It is an unusual deal: in an effort to decongest the country’s prisons, the Danish government has agreed to rent 300 prison cells in Kosovo for the next ten years. In return, Denmark is willing to offer a generous financial assistance of a total of 210 million euros.
The Kosovo government says it will use the money to modernize the judiciary, but also to finance investments in renewable energy sources, as today energy production is mainly based on lignite.
As Eris Hanna, an adviser at the Kosovo Ministry of Justice and a member of the delegation that negotiated the Copenhagen agreement, explains, “this is a broader agreement, not just the transfer of detainees from Denmark. “The funds for the green agenda and renewable energy sources reach 60 million euros and this is very good news at a time when energy prices are constantly rising.”
“Same specifications as in Denmark”
But for the Danish government, renting prisons abroad is part of a broader strategy, which also envisions the construction of new penitentiaries for an additional 1,000 inmates by 2025.

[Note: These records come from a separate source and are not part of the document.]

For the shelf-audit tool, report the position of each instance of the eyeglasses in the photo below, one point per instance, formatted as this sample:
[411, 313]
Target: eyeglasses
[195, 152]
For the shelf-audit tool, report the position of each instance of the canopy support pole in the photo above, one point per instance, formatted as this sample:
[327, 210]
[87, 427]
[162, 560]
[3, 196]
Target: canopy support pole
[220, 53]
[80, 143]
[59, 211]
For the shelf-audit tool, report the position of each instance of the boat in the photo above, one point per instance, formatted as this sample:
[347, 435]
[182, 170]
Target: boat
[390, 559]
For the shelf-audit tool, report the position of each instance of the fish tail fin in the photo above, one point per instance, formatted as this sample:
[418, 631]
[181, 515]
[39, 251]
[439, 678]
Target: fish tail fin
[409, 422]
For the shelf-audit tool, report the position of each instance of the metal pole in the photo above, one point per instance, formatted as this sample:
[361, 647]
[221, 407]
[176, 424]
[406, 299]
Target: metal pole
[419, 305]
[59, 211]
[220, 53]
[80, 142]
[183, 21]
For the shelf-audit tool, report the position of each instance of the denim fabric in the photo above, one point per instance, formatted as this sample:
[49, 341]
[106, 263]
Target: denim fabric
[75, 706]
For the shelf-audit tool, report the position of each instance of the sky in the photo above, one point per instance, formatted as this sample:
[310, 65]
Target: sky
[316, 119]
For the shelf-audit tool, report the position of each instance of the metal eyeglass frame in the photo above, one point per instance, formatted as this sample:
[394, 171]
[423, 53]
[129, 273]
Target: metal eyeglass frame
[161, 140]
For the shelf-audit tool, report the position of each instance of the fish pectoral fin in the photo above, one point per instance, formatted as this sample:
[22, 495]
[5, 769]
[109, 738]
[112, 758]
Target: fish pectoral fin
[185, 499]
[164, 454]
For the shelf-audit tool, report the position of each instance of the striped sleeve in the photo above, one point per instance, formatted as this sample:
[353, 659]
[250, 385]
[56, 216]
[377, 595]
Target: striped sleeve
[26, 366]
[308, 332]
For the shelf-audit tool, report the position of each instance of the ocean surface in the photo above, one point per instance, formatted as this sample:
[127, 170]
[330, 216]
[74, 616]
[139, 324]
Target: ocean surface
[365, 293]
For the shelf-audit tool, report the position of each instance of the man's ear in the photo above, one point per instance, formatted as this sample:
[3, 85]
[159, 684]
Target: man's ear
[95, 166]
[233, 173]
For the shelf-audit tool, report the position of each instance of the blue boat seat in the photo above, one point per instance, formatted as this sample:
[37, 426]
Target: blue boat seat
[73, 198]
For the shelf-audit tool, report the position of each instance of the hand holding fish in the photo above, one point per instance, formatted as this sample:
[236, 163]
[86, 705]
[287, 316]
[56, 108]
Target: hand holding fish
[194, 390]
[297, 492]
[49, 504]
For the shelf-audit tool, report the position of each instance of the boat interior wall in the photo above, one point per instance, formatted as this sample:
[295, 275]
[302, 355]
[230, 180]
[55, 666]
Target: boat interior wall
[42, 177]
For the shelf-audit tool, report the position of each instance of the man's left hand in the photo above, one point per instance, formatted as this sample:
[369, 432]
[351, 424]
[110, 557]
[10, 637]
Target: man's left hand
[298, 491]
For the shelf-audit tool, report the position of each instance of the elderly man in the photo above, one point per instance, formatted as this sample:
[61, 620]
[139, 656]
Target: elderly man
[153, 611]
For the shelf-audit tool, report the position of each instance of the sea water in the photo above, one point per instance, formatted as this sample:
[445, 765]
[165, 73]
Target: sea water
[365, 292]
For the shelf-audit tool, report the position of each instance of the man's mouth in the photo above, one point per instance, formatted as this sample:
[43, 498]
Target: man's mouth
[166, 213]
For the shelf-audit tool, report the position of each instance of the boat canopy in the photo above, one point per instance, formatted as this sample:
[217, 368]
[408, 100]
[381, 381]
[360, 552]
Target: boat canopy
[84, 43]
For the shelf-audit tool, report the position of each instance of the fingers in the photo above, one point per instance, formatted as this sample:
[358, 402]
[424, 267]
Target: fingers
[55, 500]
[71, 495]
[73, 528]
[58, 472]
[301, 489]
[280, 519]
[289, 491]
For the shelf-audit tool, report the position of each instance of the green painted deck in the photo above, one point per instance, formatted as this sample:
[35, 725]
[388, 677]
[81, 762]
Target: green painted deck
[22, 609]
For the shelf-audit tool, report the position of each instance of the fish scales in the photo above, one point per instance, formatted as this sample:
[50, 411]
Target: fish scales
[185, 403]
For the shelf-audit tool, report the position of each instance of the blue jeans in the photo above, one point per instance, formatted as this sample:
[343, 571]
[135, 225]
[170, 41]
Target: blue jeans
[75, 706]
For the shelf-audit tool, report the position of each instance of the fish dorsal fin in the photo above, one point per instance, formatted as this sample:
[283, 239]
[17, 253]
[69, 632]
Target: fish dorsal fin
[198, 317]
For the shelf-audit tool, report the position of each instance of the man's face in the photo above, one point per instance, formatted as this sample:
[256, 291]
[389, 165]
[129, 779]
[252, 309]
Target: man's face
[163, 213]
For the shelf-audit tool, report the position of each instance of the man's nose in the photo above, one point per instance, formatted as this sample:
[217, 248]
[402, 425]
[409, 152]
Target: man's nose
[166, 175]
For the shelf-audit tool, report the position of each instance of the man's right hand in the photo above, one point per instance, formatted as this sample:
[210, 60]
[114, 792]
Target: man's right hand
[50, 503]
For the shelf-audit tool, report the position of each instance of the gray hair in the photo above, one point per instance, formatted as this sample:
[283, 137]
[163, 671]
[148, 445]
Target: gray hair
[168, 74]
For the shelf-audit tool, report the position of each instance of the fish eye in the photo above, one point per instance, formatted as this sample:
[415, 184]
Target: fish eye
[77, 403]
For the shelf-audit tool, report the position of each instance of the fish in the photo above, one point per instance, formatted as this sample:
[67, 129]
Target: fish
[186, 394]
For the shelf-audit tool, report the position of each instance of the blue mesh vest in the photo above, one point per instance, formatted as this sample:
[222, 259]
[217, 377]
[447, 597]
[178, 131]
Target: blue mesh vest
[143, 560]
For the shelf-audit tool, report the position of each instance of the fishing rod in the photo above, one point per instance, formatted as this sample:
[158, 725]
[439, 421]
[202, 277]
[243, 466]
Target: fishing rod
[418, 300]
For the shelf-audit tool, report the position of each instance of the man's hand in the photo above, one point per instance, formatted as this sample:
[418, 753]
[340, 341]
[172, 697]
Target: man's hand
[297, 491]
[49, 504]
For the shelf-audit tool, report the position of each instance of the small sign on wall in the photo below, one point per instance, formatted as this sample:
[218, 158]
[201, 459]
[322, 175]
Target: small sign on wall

According to Justice Minister Nick Hekerup, migrants from third countries to be deported will be sent to Kosovo, as their asylum application in Denmark has been rejected.
Hekerup assures that in Kosovo rented cells “the same rules will apply as in Denmark”.
In addition, he is optimistic that the bilateral agreement with Kosovo is in line with international law and will not be annulled following a possible appeal to the European Court of Human Rights.
The Danes cite a recent survey, which they say shows Kosovo has the best infrastructure to receive detainees in the region. A similar agreement was concluded in 2015, for three years, by Norway with the Netherlands.
According to official figures provided by the Pristina government, prisons across Kosovo can “accommodate” up to 2,000 people, but currently 400 cells remain empty.
“One of the biggest benefits is that Denmark is becoming our strategic partner and one of the largest financiers in Kosovo,” said Justice Adviser Eris Hanna.
According to the plan so far, the migrants that will be sent by Denmark will be placed in the prisons of the city of Gilan, 50 kilometers southeast of Pristina.
“We do not have the resources to deal with the situation”
However, not everyone seems optimistic that this unusual agreement will succeed. Fatmira Haliti, who works with the NGO for the Rehabilitation of Victims of Torture, notes that living conditions in prisons have improved recently, but that “Kosovo still does not have the resources to support its own.” prisoners, let alone to receive even more from abroad. “If another 300 people do come, the current infrastructure is not enough.”